Irving Jacoby on Location in LA
Metropole Film Board is a not-for-profit corporation that serves as a fiscal agent for special documentary projects by Storyville Films and other production companies. It was originally established by Alberta & Irving Jacoby, in 1950, as the Mental Health Film Board, to produce educational films in the areas of psychiatry (The Lonely Night), child development (Angry Boy), social work (The Neglected), aging (The Steps of Age), and race (Hitch). Over the next four decades, the Film Board went on to make over a hundred ground-breaking films on these subjects, working with America’s pioneer documentary filmmakers including Williard Van Dyke: The River (1937), The City (1939); John Ferno: The Spanish Earth (1937); Shirley Clarke: Skyscraper (1960); Richard Leacock: Crisis (1963); and Jacoby himself: High Over the Borders (1942) and The Photographer (1948). A number of their films are available for viewing as part of the permanent film collection of The Museum of Modern Art in New York.
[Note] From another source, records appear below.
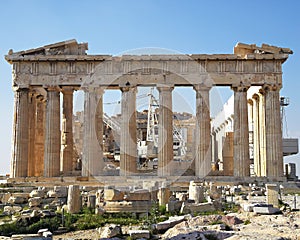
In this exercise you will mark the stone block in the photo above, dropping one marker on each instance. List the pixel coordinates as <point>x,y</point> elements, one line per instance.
<point>248,207</point>
<point>12,210</point>
<point>139,234</point>
<point>163,196</point>
<point>17,200</point>
<point>113,195</point>
<point>196,192</point>
<point>173,206</point>
<point>74,199</point>
<point>58,192</point>
<point>138,195</point>
<point>110,231</point>
<point>35,201</point>
<point>197,208</point>
<point>125,206</point>
<point>266,210</point>
<point>38,193</point>
<point>5,197</point>
<point>165,225</point>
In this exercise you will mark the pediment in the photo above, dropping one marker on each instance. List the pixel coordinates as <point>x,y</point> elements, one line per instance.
<point>69,47</point>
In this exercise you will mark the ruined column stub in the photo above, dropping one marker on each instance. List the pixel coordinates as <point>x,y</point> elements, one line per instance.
<point>92,157</point>
<point>274,163</point>
<point>67,152</point>
<point>165,131</point>
<point>52,133</point>
<point>241,132</point>
<point>202,132</point>
<point>128,147</point>
<point>67,64</point>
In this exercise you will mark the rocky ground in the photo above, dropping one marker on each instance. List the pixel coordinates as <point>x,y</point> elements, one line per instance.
<point>233,226</point>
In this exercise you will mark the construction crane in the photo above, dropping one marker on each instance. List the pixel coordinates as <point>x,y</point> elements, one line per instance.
<point>152,126</point>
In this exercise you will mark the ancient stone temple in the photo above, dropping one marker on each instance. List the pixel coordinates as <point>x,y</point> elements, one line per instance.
<point>42,75</point>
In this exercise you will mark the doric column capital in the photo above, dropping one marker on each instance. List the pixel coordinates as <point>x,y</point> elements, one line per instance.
<point>20,89</point>
<point>163,87</point>
<point>67,89</point>
<point>271,87</point>
<point>128,88</point>
<point>202,87</point>
<point>240,87</point>
<point>49,88</point>
<point>255,97</point>
<point>93,89</point>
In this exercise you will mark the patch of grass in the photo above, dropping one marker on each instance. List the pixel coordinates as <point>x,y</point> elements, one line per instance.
<point>216,222</point>
<point>211,237</point>
<point>247,222</point>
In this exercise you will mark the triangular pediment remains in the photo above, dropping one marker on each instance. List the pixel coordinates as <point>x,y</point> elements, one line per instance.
<point>69,47</point>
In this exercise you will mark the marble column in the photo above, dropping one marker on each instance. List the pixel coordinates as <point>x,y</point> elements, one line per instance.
<point>92,157</point>
<point>274,157</point>
<point>165,132</point>
<point>128,141</point>
<point>241,133</point>
<point>256,135</point>
<point>31,129</point>
<point>19,163</point>
<point>39,141</point>
<point>262,133</point>
<point>67,153</point>
<point>202,132</point>
<point>52,134</point>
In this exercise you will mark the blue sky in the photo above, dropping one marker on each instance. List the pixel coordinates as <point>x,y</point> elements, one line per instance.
<point>112,27</point>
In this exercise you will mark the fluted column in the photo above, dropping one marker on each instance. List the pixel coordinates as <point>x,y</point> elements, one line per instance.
<point>274,157</point>
<point>92,157</point>
<point>52,134</point>
<point>39,142</point>
<point>32,129</point>
<point>128,141</point>
<point>262,133</point>
<point>241,133</point>
<point>165,131</point>
<point>256,136</point>
<point>19,163</point>
<point>202,132</point>
<point>67,154</point>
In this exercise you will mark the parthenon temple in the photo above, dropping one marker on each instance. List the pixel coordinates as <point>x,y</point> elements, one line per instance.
<point>42,75</point>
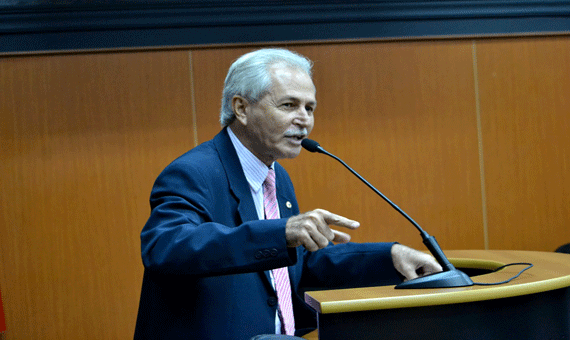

The film board was re-established in 1996 and renamed Metropole, to conduct a broader program for the planning, fundraising, and production of documentary films not likely to be funded or distributed through commercial channels
Films developed by Metropole include The McCarthy Project, a portrait of the politician and poet Eugene McCarthy, and Libraries on Fire, a documentary about the living national treasures of Indonesia, Sister Rose’s Passion and Constantine’s Sword.
Currently Metropole is serving as fiscal sponsor for The Lavender Scare, a feature-length documentary telling the hidden story of the U.S. government’s ruthless campaign in the 1950s to hunt down and fire every Federal employee it suspected was gay.